Validator containers are stage-agnostic: the same container image is deployed to dev, staging, and prod. All stage-specific configuration is passed at runtime, not build time.

What's baked into the container (build time)

Nothing stage-specific. The container includes:

  • EnergyPlus binary (or FMU runtime)
  • Python dependencies
  • Validator code

What's passed at runtime (job execution)

When Django triggers a validator Cloud Run Job execution, it passes:

Source Data Example
VALIDIBOT_INPUT_URI env var GCS path to input envelope gs://$GCP_APP_NAME-storage-dev/private/runs/run456/input.json
Input envelope context.callback_url https://$GCP_APP_NAME-worker-dev-xxx.run.app/api/v1/validation-callbacks/
Input envelope context.execution_bundle_uri gs://$GCP_APP_NAME-storage-dev/private/runs/run456/
Input envelope Input file URIs (IDF, EPW, etc.) gs://$GCP_APP_NAME-storage-dev/private/runs/run456/model.idf

The validator reads the input envelope, downloads files from the provided GCS URIs, runs the simulation, uploads outputs to the execution bundle URI, and POSTs results to the callback URL.

Stage isolation

Stage isolation is enforced by:

  1. Django creates envelopes with stage-appropriate bucket names and callback URLs
  2. Service accounts - each stage's validator job uses a stage-specific SA that only has access to its own buckets
  3. GCS bucket permissions - $GCP_APP_NAME-cloudrun-dev can only access $GCP_APP_NAME-storage-dev, not prod buckets

Deploy-time environment variables

The only env vars set at deploy time are for observability:

VALIDATOR_VERSION=<git_sha>   # For version tracking in logs
VALIDIBOT_STAGE=dev           # For log filtering (doesn't affect behavior)

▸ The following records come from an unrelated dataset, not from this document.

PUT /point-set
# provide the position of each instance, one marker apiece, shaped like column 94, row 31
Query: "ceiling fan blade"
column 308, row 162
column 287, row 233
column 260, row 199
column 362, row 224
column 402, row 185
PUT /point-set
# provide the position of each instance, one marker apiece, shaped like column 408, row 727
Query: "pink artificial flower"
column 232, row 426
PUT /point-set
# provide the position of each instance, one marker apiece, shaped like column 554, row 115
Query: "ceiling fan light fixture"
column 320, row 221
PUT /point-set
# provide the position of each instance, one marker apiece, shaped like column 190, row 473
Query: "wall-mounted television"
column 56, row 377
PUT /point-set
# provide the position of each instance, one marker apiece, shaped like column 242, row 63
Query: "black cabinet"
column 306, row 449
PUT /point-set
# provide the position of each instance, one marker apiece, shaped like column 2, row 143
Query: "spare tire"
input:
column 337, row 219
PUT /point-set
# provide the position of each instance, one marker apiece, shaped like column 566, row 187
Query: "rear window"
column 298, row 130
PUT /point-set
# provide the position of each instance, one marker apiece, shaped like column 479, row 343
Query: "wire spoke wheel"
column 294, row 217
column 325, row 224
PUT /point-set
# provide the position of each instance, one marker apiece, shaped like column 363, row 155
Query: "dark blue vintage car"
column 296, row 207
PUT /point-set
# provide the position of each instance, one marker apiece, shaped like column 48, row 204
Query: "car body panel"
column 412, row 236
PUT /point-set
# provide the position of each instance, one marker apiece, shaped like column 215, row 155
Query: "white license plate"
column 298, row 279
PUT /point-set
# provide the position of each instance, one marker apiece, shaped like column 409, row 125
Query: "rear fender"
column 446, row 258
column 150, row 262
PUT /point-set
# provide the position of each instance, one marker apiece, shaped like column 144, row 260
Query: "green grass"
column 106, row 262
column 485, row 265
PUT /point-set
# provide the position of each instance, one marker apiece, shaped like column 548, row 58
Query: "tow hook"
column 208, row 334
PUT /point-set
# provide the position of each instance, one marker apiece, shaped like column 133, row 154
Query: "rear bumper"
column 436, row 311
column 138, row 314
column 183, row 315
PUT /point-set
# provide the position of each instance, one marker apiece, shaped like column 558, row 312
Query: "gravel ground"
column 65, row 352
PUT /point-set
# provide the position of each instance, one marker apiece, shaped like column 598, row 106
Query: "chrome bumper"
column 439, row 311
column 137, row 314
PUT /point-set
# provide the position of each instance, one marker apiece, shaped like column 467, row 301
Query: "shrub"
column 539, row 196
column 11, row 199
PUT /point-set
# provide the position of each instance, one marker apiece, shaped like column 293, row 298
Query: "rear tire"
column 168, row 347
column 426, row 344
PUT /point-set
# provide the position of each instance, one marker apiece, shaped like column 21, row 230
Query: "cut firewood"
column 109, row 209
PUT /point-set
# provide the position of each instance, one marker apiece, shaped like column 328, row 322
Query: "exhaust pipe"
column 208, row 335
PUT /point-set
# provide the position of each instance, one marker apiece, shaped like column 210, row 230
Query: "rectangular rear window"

These don't affect which buckets or URLs are used - that's all driven by the input envelope.

Implications

  • One build, deploy everywhere: Build once with just validator-build energyplus, then deploy to any stage
  • No secrets in containers: Validators use ADC (Application Default Credentials) from the attached service account
  • Safe rollbacks: Rolling back a validator version doesn't affect stage isolation

Lost Callback Recovery

If a Cloud Run Job completes but its callback never reaches Django (network failure, container crash before POST, Cloud Run retry exhaustion), the run gets stuck in RUNNING status. The cleanup_stuck_runs management command handles this:

  1. The command runs every 10 minutes via Cloud Scheduler
  2. It finds runs stuck in RUNNING past the timeout threshold (default: 30 minutes)
  3. For GCP runs, it looks for execution_name in step_run.output (stored by the launcher at job trigger time)
  4. It queries the Cloud Run Jobs API to check the actual execution status
  5. If the job succeeded, it constructs a synthetic callback and processes it through ValidationCallbackService, recovering the full validation results
  6. If the job failed, it marks the run as FAILED with the Cloud Run error
  7. If the job is still running, it skips the run (no false timeout)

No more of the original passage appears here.